Benjamin Viaud : Symphonie n°7 Salve Regina (2026 - création)
pour célébrer la réouverture de Notre-Dame de Paris
Mouvement 1 - Prélude pour la réouverture de Notre-Dame de Paris
Mouvement 2 - Suite de danses anciennes pour le temps présent
1 - Ouverture "La Réjouissance"
2 - Adagio (Pas de deux)
3 - Danse Lente (Milonga)
4 - Air à Danser (Chanson)
5 - Gymnopédie
6 - Bourrée
7 - Sarabande
8 - Farandole (Danse Macabre)
9 - Forlane (Fileuse)
10 - Rigaudon (Mouvement perpétuel)
11 - Pavane (Méditation)
12 - Gigue
Mouvement 3 - Postlude pour l'office des complies sur l'antienne Salve Regina
La Nuit Blanche 2024 avait permis d'entendre au Grand Orgue de Saint-Louis-en-l'Île la Symphonie n° 6, Notre-Dame Résurrection, fresque musicale dramatique inspirée de l'incendie puis de la reconstruction de la cathédrale de Paris.
La Nuit Blanche 2026 en constitue le prolongement naturel avec la Symphonie n° 7, Salve Regina, qui célèbre la réouverture de Notre-Dame en décembre 2024 dans une atmosphère plus lumineuse, festive et contemplative.
L'œuvre reprend plusieurs motifs de la symphonie précédente, notamment le célèbre thème construit sur les lettres B-A-C-H. À ceux-ci s'ajoute un nouveau thème issu de l'antienne mariale Salve Regina, véritable fil conducteur de l'ensemble de la partition.
La symphonie s'articule autour d'un vaste cycle de douze danses empruntant aux formes anciennes, mais réinventées dans un langage tonal contemporain où le sacré et le profane se répondent constamment. Ce parcours chorégraphique est encadré par un prélude et un postlude de grandes dimensions.
Le prélude, dédié à la réouverture de Notre-Dame, déploie progressivement une vaste fresque sonore évoquant la majesté retrouvée de la nef. À l'autre extrémité de l'œuvre, le postlude, prolongeant l'Office des Complies, prend la forme d'une chaconne lancinante aux teintes de clair-obscur, d'où émerge le thème du Salve Regina.

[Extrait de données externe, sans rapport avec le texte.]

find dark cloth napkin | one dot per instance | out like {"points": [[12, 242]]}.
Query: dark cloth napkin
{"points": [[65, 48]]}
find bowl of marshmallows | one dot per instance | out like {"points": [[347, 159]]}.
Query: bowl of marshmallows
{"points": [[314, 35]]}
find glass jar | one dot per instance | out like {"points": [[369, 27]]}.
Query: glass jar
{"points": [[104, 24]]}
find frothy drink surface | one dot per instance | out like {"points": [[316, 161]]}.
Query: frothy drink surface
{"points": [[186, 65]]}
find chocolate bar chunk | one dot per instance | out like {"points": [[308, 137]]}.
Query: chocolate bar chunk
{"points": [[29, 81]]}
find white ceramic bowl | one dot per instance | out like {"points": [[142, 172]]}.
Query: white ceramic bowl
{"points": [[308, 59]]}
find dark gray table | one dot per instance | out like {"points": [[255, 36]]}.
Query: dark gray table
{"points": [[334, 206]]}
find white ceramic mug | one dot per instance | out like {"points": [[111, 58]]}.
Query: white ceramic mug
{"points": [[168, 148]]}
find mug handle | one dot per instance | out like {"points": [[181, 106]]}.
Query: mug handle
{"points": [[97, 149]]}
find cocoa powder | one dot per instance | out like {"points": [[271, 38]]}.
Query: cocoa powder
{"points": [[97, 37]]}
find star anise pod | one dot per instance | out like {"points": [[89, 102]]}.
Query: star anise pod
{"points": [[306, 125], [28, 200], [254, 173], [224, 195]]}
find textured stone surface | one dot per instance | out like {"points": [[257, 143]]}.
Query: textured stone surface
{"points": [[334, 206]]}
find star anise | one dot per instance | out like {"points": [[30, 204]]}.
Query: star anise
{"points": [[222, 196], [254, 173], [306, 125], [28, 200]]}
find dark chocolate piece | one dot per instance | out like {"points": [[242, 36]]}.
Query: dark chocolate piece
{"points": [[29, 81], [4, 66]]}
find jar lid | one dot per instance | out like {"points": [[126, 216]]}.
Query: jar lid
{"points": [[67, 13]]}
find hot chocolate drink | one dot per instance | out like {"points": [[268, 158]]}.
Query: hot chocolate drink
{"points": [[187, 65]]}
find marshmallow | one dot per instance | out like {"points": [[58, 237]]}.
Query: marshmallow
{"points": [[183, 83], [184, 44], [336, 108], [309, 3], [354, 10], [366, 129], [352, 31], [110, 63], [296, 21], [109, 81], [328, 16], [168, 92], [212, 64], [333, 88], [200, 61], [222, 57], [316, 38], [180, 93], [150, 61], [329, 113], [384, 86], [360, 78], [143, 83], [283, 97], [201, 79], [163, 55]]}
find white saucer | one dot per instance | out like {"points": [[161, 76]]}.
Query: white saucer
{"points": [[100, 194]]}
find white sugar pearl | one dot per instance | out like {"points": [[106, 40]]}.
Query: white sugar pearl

La première danse, La Réjouissance, donne immédiatement le ton. Héritée de l'esthétique baroque, elle enchaîne épisodes contrastés et élans festifs avant de s'apaiser dans une première apparition pleinement affirmée du thème marial.

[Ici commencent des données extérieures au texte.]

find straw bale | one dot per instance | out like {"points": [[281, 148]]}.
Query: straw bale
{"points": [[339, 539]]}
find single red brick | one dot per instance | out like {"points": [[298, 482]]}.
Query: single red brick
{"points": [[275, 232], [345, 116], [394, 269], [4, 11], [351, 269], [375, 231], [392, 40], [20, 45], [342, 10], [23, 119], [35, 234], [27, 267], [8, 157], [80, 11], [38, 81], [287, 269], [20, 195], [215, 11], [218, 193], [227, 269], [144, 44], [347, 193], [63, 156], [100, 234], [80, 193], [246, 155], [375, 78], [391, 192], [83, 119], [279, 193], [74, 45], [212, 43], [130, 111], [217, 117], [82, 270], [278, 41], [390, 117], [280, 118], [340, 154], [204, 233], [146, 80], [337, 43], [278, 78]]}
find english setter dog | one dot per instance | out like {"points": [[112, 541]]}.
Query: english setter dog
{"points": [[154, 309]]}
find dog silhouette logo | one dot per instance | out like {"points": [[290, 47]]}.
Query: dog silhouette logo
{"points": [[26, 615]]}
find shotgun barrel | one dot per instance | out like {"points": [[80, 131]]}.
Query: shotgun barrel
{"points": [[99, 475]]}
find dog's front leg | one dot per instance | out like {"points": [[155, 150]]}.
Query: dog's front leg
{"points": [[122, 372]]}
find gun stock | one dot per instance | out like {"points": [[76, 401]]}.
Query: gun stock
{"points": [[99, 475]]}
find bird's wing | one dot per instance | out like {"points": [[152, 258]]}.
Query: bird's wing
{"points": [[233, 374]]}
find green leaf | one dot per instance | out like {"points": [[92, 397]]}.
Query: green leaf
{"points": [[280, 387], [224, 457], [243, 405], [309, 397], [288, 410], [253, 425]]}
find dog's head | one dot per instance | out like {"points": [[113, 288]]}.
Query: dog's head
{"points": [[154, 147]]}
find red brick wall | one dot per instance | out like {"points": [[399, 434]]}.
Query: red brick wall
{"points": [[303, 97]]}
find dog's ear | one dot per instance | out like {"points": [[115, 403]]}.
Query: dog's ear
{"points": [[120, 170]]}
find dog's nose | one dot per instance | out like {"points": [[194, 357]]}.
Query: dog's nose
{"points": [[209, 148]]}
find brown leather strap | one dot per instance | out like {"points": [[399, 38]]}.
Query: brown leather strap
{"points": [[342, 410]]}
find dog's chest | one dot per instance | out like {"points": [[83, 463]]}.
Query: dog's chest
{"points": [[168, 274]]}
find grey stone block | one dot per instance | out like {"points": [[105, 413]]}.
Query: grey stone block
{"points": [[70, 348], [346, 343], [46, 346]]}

L’Adagio prend la forme d'un véritable pas de deux des ballets romantiques : une ligne mélodique chantante se déploie sur un accompagnement délicat, comme l'expression d'une conversion intérieure.
Deux pièces s'écartent volontairement des modèles anciens : une Gymnopédie et une Milonga, hommages respectifs à Erik Satie et Astor Piazzolla. Leur caractère nostalgique et introspectif transforme le souvenir en chemin spirituel, où le profane rejoint peu à peu le sacré.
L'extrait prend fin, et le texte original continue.